To install via pypi.org:

pip install IIIFingest

Or from source:

pip install git+https://github.com/Harvard-ATG/lts-iiif-ingest-service.git

Requirements

  • Python 3.7+

Using the library

import boto3
import logging
from IIIFingest.auth import Credentials
from IIIFingest.client import Client

# Enable debug logging
logging.basicConfig()
logging.getLogger('IIIFingest').setLevel(logging.DEBUG)

# Configure ingest API auth credentials
jwt_creds = Credentials(
    issuer="atissuer",
    kid="atissuerdefault",
    private_key_path="path/to/private.key"
)

# Configure ingest API client
client = Client(
    account="ataccount",
    space="atspace",
    namespace="at",
    environment="qa",
    asset_prefix="myapp",
    jwt_creds=jwt_creds,
    boto_session=boto3.Session(),
)

# Define images to ingest
images = [{
    "label": "Test Image", 
    "filepath": "tests/images/mcihtest1.tif"
}]

# Define manifest-level metadata
manifest_level_metadata = {
    "labels": ["Test Manifest"],
    "summary": "A test manifest for ingest",
    "rights": "http://creativecommons.org/licenses/by-sa/3.0/",
}

# Call client methods as needed
assets = client.upload(images)
manifest = client.create_manifest(manifest_level_metadata=manifest_level_metadata, assets=assets)
result = client.ingest(manifest=manifest, assets=assets)
status = client.jobstatus(result["job_id"])

Authentication

The ingest API requires JWT tokens for authentication and authorization. The credentials needed to generate tokens are provided by LTS at registration time and can then be used with this library.
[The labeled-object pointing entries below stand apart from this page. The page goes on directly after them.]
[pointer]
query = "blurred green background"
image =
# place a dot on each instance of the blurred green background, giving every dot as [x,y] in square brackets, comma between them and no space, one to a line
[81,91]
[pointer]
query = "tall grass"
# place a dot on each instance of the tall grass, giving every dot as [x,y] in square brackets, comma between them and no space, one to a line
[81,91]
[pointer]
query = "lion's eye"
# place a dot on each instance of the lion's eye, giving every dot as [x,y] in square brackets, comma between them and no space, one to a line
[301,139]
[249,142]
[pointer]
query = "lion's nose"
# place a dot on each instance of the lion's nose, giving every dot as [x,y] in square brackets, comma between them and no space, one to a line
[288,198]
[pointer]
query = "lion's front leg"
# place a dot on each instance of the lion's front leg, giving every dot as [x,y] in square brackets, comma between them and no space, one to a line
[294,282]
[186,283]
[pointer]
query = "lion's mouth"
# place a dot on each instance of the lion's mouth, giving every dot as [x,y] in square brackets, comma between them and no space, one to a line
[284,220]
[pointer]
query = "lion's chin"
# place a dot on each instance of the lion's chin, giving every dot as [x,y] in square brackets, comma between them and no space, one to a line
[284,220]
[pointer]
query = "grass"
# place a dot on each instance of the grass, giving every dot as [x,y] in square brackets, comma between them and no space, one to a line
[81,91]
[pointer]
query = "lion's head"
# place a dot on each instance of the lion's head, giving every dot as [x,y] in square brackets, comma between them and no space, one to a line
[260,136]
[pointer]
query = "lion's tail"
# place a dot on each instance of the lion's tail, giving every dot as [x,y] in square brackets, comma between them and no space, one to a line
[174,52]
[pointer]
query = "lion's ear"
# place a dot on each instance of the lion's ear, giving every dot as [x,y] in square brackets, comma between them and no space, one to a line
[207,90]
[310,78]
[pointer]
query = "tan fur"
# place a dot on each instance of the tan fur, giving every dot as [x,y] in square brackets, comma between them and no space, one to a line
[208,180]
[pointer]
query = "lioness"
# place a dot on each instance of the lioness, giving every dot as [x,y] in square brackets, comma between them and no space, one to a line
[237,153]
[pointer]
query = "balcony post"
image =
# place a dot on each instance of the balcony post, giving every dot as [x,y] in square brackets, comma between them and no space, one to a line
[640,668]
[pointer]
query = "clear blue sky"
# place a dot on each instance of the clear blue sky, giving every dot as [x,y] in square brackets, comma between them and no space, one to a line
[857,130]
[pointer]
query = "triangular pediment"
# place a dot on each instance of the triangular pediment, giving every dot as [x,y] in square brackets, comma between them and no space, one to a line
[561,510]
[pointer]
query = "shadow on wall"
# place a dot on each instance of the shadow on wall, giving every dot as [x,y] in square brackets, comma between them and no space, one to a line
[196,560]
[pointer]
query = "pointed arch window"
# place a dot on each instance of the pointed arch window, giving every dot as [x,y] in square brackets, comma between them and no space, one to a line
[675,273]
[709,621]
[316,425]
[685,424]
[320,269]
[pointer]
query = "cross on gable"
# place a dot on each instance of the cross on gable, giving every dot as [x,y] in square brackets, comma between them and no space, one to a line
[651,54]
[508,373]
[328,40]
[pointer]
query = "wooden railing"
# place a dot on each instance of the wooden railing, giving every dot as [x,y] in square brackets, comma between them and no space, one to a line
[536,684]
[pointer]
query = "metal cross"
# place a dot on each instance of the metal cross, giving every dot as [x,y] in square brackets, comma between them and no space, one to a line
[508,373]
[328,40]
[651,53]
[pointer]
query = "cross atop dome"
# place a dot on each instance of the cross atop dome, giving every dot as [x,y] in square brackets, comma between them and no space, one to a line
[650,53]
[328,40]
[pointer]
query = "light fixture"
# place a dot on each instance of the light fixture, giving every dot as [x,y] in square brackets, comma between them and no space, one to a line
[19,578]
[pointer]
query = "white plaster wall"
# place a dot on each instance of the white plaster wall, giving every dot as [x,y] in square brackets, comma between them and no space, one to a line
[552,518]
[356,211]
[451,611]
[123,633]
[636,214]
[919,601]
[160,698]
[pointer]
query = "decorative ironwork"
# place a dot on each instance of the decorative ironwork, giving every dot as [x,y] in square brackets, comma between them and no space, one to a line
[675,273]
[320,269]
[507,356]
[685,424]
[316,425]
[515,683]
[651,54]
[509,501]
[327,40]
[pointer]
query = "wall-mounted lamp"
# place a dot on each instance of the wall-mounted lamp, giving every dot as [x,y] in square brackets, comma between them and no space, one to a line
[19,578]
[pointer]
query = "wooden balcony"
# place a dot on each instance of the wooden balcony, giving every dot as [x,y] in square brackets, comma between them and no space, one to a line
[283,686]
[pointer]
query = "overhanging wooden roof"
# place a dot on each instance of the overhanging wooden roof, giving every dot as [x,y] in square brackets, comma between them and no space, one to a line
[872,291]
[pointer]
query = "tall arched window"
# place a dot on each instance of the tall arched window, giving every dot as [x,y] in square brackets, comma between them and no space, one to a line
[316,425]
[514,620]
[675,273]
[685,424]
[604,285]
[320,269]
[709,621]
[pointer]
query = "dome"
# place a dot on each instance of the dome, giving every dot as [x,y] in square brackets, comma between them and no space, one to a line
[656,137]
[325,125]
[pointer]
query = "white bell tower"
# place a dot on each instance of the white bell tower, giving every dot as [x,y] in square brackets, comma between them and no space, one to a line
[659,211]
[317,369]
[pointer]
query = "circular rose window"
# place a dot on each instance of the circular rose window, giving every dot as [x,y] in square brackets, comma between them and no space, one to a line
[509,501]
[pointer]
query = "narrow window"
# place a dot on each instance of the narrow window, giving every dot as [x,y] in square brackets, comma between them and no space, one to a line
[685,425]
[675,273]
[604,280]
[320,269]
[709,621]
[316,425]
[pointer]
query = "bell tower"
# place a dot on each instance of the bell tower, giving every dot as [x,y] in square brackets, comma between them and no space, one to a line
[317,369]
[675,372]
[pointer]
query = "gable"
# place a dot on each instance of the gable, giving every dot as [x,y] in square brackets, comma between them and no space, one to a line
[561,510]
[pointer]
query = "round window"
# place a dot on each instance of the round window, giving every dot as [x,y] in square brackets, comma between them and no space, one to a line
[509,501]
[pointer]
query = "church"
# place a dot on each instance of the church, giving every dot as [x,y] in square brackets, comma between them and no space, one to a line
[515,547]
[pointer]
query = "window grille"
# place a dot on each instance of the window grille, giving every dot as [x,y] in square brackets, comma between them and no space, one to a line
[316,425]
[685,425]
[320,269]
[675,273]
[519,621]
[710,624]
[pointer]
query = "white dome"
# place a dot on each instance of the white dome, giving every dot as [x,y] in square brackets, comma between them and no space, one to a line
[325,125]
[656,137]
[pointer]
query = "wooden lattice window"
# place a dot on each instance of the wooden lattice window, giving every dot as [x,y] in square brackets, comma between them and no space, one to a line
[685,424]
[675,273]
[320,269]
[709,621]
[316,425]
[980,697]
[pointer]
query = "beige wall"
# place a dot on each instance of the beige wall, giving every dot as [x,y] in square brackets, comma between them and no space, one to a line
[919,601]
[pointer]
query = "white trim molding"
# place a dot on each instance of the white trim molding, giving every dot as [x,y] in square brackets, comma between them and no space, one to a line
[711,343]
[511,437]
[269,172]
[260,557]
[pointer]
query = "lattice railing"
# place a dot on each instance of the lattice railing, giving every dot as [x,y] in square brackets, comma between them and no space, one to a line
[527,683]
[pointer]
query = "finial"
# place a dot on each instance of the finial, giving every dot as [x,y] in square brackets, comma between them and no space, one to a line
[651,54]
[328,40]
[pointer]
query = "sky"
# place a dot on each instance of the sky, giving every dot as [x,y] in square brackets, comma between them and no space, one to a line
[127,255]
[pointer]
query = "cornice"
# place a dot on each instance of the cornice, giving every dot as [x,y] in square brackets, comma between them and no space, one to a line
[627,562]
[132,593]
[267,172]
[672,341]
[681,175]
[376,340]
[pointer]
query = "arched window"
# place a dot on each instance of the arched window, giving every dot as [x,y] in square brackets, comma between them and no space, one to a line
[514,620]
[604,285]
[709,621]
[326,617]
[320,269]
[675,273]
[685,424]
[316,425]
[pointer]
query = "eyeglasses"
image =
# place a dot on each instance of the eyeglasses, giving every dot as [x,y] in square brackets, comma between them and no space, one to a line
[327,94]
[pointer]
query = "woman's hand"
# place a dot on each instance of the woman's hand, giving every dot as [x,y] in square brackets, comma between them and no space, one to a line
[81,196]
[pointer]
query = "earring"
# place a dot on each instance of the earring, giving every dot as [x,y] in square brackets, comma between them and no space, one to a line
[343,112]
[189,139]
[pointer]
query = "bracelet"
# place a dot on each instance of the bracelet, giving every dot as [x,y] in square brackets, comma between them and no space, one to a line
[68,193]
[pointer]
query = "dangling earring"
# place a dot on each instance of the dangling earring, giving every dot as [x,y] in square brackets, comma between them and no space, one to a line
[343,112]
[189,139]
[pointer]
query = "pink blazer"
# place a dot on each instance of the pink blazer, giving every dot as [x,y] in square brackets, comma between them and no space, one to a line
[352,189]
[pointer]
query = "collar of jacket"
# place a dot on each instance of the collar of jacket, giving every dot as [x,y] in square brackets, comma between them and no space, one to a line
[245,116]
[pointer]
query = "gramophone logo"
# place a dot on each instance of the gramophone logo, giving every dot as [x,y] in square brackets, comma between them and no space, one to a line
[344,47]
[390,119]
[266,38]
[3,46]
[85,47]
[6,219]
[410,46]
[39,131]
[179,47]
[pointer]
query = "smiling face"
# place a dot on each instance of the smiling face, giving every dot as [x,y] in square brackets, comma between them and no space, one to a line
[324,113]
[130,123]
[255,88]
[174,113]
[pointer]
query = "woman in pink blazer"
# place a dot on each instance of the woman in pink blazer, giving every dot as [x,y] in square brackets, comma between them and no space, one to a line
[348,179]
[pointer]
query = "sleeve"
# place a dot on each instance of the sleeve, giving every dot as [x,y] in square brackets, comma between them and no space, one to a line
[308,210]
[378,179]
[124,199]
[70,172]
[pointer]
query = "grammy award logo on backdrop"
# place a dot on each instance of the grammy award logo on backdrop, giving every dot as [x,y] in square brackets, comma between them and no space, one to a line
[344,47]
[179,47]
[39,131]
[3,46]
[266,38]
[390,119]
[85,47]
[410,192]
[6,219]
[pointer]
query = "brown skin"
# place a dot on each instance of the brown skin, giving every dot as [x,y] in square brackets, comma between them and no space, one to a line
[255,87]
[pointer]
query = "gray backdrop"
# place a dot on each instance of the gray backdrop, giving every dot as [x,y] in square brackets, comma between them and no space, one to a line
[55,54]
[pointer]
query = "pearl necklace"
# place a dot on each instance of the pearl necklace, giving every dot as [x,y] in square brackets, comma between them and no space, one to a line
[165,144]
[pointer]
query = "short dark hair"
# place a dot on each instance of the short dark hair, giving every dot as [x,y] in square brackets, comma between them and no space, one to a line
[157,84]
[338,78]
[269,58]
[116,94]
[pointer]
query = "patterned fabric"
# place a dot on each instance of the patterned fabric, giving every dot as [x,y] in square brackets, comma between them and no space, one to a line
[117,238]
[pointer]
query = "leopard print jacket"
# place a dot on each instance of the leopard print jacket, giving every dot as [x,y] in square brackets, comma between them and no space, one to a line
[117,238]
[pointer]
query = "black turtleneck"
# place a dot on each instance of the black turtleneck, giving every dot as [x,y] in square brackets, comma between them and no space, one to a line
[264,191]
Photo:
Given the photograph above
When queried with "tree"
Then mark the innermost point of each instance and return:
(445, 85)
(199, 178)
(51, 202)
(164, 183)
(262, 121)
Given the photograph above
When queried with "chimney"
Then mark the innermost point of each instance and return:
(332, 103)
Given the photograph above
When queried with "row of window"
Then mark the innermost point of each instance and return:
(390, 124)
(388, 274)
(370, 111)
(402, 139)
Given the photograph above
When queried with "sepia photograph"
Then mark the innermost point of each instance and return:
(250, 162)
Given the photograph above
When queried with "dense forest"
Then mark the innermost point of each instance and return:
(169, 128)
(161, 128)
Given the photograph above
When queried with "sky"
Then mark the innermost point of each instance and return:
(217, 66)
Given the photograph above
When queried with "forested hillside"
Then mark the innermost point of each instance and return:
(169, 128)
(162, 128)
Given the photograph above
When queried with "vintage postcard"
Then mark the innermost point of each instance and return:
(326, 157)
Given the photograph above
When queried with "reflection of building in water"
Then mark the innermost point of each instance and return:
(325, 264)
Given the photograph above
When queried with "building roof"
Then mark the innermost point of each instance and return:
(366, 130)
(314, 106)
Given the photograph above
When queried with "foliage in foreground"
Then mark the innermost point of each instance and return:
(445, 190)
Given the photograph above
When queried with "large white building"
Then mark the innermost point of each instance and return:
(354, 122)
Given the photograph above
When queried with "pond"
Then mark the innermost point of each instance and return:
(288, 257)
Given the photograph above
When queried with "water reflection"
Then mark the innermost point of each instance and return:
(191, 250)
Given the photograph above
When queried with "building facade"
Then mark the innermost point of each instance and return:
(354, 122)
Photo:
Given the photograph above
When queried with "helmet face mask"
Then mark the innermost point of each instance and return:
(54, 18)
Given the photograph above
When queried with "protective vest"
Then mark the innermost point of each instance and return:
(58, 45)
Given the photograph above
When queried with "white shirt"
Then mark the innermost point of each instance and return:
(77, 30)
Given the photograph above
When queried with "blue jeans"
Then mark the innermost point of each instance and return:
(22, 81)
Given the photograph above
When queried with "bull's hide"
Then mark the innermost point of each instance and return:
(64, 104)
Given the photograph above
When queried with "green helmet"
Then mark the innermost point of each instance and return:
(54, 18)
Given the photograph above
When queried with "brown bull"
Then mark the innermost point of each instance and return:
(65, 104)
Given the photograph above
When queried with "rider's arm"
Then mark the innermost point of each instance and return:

The Credentials constructor can be configured as follows:

  • issuer: Identifies the app or service issuing tokens.
  • kid: Identifies the key used for signing tokens. Ingest permissions are associated with the key.
  • private_key_path: Path to the private key provided by LTS for the given issuer.
  • private_key_string: The private key value as a string.
  • expiration: The length of time in seconds for which the token should be valid (default: 3600).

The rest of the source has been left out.